Autumn 1943: Betrayal

The Allies invaded Sicily, Italy’s southern island, and so they betrayed their most loyal and courageous friend, Greece, and did not come to its aid. The angry Greeks demanded to know why their country, which was occupied by the Italians, had been ignored, and received no answers. The Allies had abandoned Greece, the little nation that had given Europe its culture and its heart. To make matters worse, during this period the Greek Communists were committing unimaginably vicious acts, but for a long time the world did not believe it.

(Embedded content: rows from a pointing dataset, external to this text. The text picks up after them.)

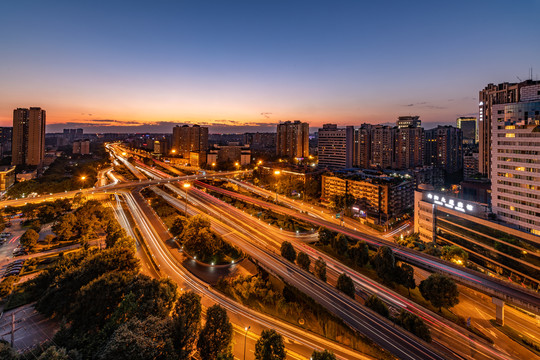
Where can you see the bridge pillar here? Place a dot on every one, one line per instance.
(499, 310)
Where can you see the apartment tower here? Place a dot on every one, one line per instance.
(292, 139)
(28, 145)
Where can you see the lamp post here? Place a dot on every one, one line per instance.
(245, 340)
(186, 186)
(277, 173)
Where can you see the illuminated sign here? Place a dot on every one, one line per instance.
(450, 203)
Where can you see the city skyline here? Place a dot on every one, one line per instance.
(246, 65)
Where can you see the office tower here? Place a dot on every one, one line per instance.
(188, 139)
(468, 127)
(6, 134)
(292, 139)
(515, 161)
(362, 146)
(409, 147)
(408, 121)
(28, 145)
(81, 147)
(505, 93)
(336, 147)
(382, 146)
(443, 148)
(470, 165)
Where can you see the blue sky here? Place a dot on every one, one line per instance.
(150, 64)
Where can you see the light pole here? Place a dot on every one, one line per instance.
(186, 186)
(245, 340)
(277, 173)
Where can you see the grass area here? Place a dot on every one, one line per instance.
(521, 339)
(270, 295)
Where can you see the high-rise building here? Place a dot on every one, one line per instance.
(468, 127)
(28, 145)
(336, 147)
(408, 121)
(6, 134)
(515, 161)
(188, 139)
(292, 139)
(362, 146)
(81, 147)
(382, 146)
(505, 93)
(443, 148)
(409, 147)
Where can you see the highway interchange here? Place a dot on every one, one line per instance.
(260, 241)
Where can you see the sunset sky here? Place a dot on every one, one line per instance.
(146, 65)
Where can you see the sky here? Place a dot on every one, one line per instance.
(239, 65)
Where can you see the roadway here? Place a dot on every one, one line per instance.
(153, 231)
(444, 332)
(518, 296)
(384, 333)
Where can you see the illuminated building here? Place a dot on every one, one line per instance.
(515, 162)
(28, 145)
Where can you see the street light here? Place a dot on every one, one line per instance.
(186, 186)
(277, 173)
(245, 340)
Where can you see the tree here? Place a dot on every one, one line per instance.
(384, 263)
(303, 260)
(325, 236)
(320, 269)
(405, 276)
(440, 290)
(7, 352)
(287, 251)
(270, 346)
(29, 239)
(359, 253)
(374, 303)
(216, 336)
(178, 225)
(341, 244)
(346, 285)
(64, 228)
(186, 323)
(322, 355)
(414, 324)
(140, 340)
(54, 353)
(454, 254)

On Cephallonia, the Italian soldiers listened to their radios and followed the course of Allied progress up Italy, their homeland, while the German soldiers were angered and disgusted by the Italian army’s lack of resistance to the Allies. Corelli and his brother officers sensed ice in the air, and visits between the Germans and the Italians became less frequent. When Weber turned up at meetings of La Scala, he seemed quiet and distant.

‘What happens,’ Corelli asked Pelagia with a troubled look, ‘when we have to surrender before the Germans do?’

‘We’ll get married.’

He shook his head sadly. ‘It’s going to be a complete mess. There’s no chance of the British coming. They’re going straight for Rome. No one will save us unless we save ourselves. We should attack the Germans on the island now, while there aren’t many of them, but our generals don’t do anything. They say we should trust the Germans.’

‘Don’t you trust them?’

‘I’m not stupid.’

‘Come inside,’ she said, ‘my father’s out.’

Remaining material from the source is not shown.